Die Alexanderkirche in Wildeshausen zählt zu den ältesten Kirchen im Oldenburger Land. Noch verdeckt die Orgel das Rosettenfenster, künftig soll sie es umschmeicheln.
Die Alexanderkirche in Wildeshausen zählt zu den ältesten Kirchen im Oldenburger Land. Noch verdeckt die Orgel das Rosettenfenster, künftig soll sie es umschmeicheln.Werner Jürgens

Wildeshausen. „Keine Ahnung, wie die dahingekommen ist“, meint Markus Löwe. „Aber irgendwie hat das Symbolcharakter, weil es ähnlich unmöglich erscheint wie unser Vorhaben.“ Der Pfarrer der Kirchengemeinde Wildeshausen deutet auf den zarten Sprössling einer Sonnenblume, der aus einer Fuge im Mauerwerk oberhalb des Eingangs zur Alexanderkirche herausspitzt. Gleich daneben befindet sich ein prachtvolles Rosettenfenster, das jedoch ein recht stiefmütterliches Dasein fristet.

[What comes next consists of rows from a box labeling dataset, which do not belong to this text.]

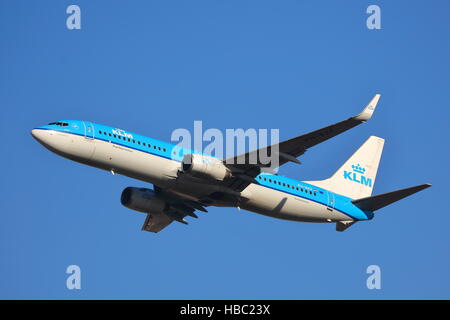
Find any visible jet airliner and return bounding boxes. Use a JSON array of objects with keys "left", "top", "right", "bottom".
[{"left": 31, "top": 94, "right": 431, "bottom": 233}]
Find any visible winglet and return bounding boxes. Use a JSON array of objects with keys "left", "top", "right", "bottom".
[{"left": 354, "top": 93, "right": 381, "bottom": 121}]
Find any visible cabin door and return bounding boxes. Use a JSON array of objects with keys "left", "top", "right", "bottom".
[
  {"left": 327, "top": 191, "right": 335, "bottom": 211},
  {"left": 83, "top": 121, "right": 95, "bottom": 139}
]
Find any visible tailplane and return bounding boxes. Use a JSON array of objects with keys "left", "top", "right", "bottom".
[
  {"left": 352, "top": 184, "right": 431, "bottom": 211},
  {"left": 308, "top": 136, "right": 384, "bottom": 199}
]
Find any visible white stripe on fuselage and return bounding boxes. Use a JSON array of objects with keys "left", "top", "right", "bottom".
[{"left": 35, "top": 130, "right": 350, "bottom": 222}]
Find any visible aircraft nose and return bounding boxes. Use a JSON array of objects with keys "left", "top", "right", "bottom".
[{"left": 31, "top": 129, "right": 42, "bottom": 141}]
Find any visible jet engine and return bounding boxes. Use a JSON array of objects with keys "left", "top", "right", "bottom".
[
  {"left": 181, "top": 154, "right": 231, "bottom": 181},
  {"left": 120, "top": 187, "right": 167, "bottom": 213}
]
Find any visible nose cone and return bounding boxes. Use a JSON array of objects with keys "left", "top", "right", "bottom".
[{"left": 31, "top": 129, "right": 45, "bottom": 143}]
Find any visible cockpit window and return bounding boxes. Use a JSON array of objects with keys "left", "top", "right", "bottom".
[{"left": 48, "top": 122, "right": 69, "bottom": 127}]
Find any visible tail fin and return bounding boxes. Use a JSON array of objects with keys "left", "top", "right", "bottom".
[
  {"left": 308, "top": 136, "right": 384, "bottom": 199},
  {"left": 352, "top": 184, "right": 431, "bottom": 211}
]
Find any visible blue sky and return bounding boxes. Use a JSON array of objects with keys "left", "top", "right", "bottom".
[{"left": 0, "top": 0, "right": 450, "bottom": 299}]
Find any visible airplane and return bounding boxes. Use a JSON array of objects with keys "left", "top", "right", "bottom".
[{"left": 31, "top": 94, "right": 431, "bottom": 233}]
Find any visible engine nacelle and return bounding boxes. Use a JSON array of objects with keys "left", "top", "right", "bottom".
[
  {"left": 120, "top": 187, "right": 167, "bottom": 213},
  {"left": 181, "top": 153, "right": 231, "bottom": 181}
]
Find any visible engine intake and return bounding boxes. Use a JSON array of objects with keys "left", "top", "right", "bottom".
[
  {"left": 120, "top": 187, "right": 167, "bottom": 213},
  {"left": 181, "top": 153, "right": 231, "bottom": 181}
]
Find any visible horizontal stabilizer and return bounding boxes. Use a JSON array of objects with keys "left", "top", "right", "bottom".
[{"left": 352, "top": 184, "right": 431, "bottom": 211}]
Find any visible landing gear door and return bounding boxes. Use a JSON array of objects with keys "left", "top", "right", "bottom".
[
  {"left": 327, "top": 191, "right": 335, "bottom": 211},
  {"left": 83, "top": 121, "right": 95, "bottom": 139}
]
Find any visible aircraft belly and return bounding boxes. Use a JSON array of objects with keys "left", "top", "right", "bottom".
[
  {"left": 241, "top": 184, "right": 335, "bottom": 222},
  {"left": 85, "top": 140, "right": 179, "bottom": 186}
]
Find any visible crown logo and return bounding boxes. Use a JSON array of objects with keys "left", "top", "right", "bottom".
[{"left": 352, "top": 163, "right": 366, "bottom": 174}]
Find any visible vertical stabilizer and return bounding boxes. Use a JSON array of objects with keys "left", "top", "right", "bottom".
[{"left": 308, "top": 136, "right": 384, "bottom": 199}]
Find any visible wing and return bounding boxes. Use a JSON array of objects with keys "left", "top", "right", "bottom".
[
  {"left": 141, "top": 186, "right": 207, "bottom": 233},
  {"left": 224, "top": 94, "right": 380, "bottom": 191}
]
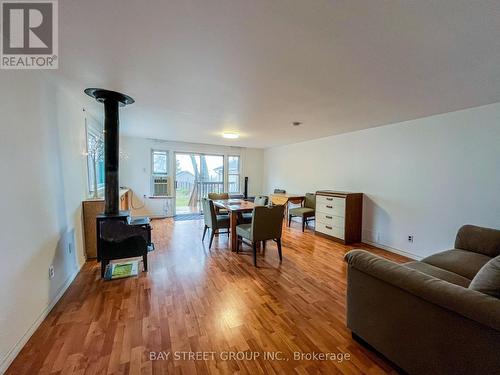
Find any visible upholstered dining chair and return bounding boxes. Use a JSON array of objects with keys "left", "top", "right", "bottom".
[
  {"left": 288, "top": 193, "right": 316, "bottom": 232},
  {"left": 207, "top": 193, "right": 229, "bottom": 214},
  {"left": 201, "top": 198, "right": 229, "bottom": 249},
  {"left": 236, "top": 206, "right": 285, "bottom": 267},
  {"left": 240, "top": 195, "right": 269, "bottom": 224}
]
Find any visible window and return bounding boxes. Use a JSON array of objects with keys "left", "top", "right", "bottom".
[
  {"left": 227, "top": 156, "right": 241, "bottom": 193},
  {"left": 151, "top": 150, "right": 169, "bottom": 197},
  {"left": 151, "top": 150, "right": 168, "bottom": 176},
  {"left": 87, "top": 122, "right": 104, "bottom": 198}
]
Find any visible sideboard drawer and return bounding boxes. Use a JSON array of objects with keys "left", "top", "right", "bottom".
[
  {"left": 316, "top": 212, "right": 345, "bottom": 228},
  {"left": 316, "top": 203, "right": 345, "bottom": 217},
  {"left": 316, "top": 222, "right": 344, "bottom": 240},
  {"left": 316, "top": 195, "right": 345, "bottom": 207}
]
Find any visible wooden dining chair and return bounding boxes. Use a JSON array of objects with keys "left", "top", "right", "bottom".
[
  {"left": 207, "top": 193, "right": 229, "bottom": 214},
  {"left": 201, "top": 198, "right": 230, "bottom": 249},
  {"left": 288, "top": 193, "right": 316, "bottom": 232},
  {"left": 236, "top": 206, "right": 285, "bottom": 267}
]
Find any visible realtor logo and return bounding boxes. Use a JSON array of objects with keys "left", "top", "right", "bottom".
[{"left": 0, "top": 1, "right": 58, "bottom": 69}]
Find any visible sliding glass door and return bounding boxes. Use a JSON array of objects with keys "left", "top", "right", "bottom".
[{"left": 175, "top": 153, "right": 224, "bottom": 215}]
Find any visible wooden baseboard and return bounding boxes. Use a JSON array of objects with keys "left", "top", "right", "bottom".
[{"left": 0, "top": 263, "right": 85, "bottom": 374}]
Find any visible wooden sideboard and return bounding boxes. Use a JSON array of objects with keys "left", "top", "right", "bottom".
[
  {"left": 316, "top": 190, "right": 363, "bottom": 244},
  {"left": 82, "top": 189, "right": 132, "bottom": 259}
]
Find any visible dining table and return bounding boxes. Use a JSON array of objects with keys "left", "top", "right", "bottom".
[{"left": 214, "top": 199, "right": 255, "bottom": 251}]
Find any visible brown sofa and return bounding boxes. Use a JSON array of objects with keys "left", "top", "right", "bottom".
[{"left": 346, "top": 225, "right": 500, "bottom": 374}]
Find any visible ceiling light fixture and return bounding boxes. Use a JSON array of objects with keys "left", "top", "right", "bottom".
[{"left": 222, "top": 132, "right": 240, "bottom": 139}]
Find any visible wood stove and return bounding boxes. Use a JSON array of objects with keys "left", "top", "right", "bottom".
[{"left": 85, "top": 88, "right": 154, "bottom": 277}]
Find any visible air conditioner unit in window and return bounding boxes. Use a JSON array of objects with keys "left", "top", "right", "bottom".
[{"left": 151, "top": 176, "right": 168, "bottom": 197}]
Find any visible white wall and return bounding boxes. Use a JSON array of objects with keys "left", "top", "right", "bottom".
[
  {"left": 120, "top": 136, "right": 263, "bottom": 216},
  {"left": 0, "top": 71, "right": 85, "bottom": 373},
  {"left": 264, "top": 103, "right": 500, "bottom": 258}
]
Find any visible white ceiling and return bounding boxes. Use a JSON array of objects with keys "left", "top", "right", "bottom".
[{"left": 50, "top": 0, "right": 500, "bottom": 147}]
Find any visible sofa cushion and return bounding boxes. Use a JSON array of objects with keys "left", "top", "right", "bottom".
[
  {"left": 455, "top": 225, "right": 500, "bottom": 258},
  {"left": 404, "top": 261, "right": 470, "bottom": 288},
  {"left": 422, "top": 249, "right": 491, "bottom": 280},
  {"left": 469, "top": 256, "right": 500, "bottom": 298}
]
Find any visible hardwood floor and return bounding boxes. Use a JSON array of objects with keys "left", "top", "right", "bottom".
[{"left": 7, "top": 219, "right": 406, "bottom": 375}]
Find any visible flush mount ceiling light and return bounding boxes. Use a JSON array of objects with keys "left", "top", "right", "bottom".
[{"left": 222, "top": 132, "right": 240, "bottom": 139}]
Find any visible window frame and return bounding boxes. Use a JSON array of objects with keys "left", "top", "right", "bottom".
[
  {"left": 85, "top": 118, "right": 105, "bottom": 197},
  {"left": 227, "top": 154, "right": 241, "bottom": 194},
  {"left": 149, "top": 148, "right": 171, "bottom": 197},
  {"left": 151, "top": 148, "right": 170, "bottom": 177}
]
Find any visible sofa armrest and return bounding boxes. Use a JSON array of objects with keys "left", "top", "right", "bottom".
[{"left": 345, "top": 250, "right": 500, "bottom": 331}]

Prachtvolles Rosettenfenster ohne Tageslicht

Die Rosette ist durch die Orgel, die direkt dahinter steht, vom Tageslicht komplett abgeschnitten. Da das Instrument ohnehin ersetzt werden muss, hat die Kirchengemeinde nun einen kühnen Plan entwickelt. Die neue Orgel soll so konstruiert werden, dass die kunsthistorisch wertvolle Rosette wieder in altem Glanz erstrahlen kann.

Die Alexanderkirche in Wildeshausen zählt zu den ältesten Sa­kralgebäuden im Oldenburger Land. Die Ursprünge eines Gotteshauses an dieser Stelle lassen sich bis ins frühe Mittelalter zurückverfolgen. Entsprechend variantenreich ist die Bausubstanz, in der sich Elemente aller Stilepochen seit der Romanik finden. Die Sakralfenster entstammen dem Jugendstil. Der Glasmaler Georg Karl Rohde, der auch die Chorfenster und die Westrose im Bremer Dom gebaut hat, hat sie im Jahr 1909 angefertigt.

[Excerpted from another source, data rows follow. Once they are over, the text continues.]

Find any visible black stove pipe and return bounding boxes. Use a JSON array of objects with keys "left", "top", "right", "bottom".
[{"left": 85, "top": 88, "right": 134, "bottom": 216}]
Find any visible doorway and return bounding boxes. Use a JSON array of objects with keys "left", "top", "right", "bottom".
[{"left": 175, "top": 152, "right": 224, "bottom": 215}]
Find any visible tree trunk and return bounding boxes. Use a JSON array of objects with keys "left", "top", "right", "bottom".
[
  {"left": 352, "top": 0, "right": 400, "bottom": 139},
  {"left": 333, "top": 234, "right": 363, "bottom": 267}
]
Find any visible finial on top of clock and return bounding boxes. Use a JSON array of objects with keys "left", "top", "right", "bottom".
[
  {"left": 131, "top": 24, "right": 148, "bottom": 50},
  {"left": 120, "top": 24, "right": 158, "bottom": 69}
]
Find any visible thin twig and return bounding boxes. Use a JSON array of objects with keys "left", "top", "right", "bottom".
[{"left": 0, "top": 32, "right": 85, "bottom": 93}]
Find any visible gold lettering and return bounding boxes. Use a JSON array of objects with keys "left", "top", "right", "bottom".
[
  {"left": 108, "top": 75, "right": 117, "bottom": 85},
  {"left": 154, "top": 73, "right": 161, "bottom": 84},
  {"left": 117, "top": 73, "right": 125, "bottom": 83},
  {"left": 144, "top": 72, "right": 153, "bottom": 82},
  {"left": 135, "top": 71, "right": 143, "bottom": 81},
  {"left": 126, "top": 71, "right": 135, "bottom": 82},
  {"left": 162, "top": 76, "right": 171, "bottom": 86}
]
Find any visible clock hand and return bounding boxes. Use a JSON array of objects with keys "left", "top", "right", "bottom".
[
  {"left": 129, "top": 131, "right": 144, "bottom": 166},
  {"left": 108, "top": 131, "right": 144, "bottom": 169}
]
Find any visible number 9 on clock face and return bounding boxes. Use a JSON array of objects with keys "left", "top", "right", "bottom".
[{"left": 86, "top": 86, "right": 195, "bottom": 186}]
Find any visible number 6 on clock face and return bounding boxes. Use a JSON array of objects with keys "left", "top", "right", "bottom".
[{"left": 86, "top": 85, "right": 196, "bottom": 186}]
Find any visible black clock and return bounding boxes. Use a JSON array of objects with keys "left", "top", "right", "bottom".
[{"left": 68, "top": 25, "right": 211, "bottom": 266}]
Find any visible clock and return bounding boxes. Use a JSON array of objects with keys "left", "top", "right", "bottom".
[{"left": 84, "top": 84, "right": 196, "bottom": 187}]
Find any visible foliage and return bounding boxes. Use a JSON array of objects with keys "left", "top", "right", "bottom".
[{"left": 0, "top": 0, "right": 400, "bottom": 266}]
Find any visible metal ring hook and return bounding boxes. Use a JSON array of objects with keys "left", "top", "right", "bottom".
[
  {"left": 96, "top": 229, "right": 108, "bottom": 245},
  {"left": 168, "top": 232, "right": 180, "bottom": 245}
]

„Heute wissen wir es besser“

Die jetzige Orgel in der Alexanderkirche ist ein Ergebnis ausgedehnter Renovierungsarbeiten, die Anfang der 1970er-Jahre abgeschlossen wurden. Sie ruht auf einer Betonbalustrade und verdeckt die Rosette von innen vollständig. „Heute wissen wir es besser, aber damals hat man bewusst das verwendet, was als gut und beständig für die Ewigkeit galt: Beton, Plastik und elektrisches Licht“, erläutert Pfarrer Löwe die Hintergründe. Die Rosette kann damit zwar illuminiert werden, jedoch nur in entgegengesetzte Richtung, nämlich von innen nach außen mittels altmodischer Leuchtstoffröhren. Und durch den Beton habe die Kirche keine wirklich ordentliche Akustik, moniert Kantor Ralf Grössler.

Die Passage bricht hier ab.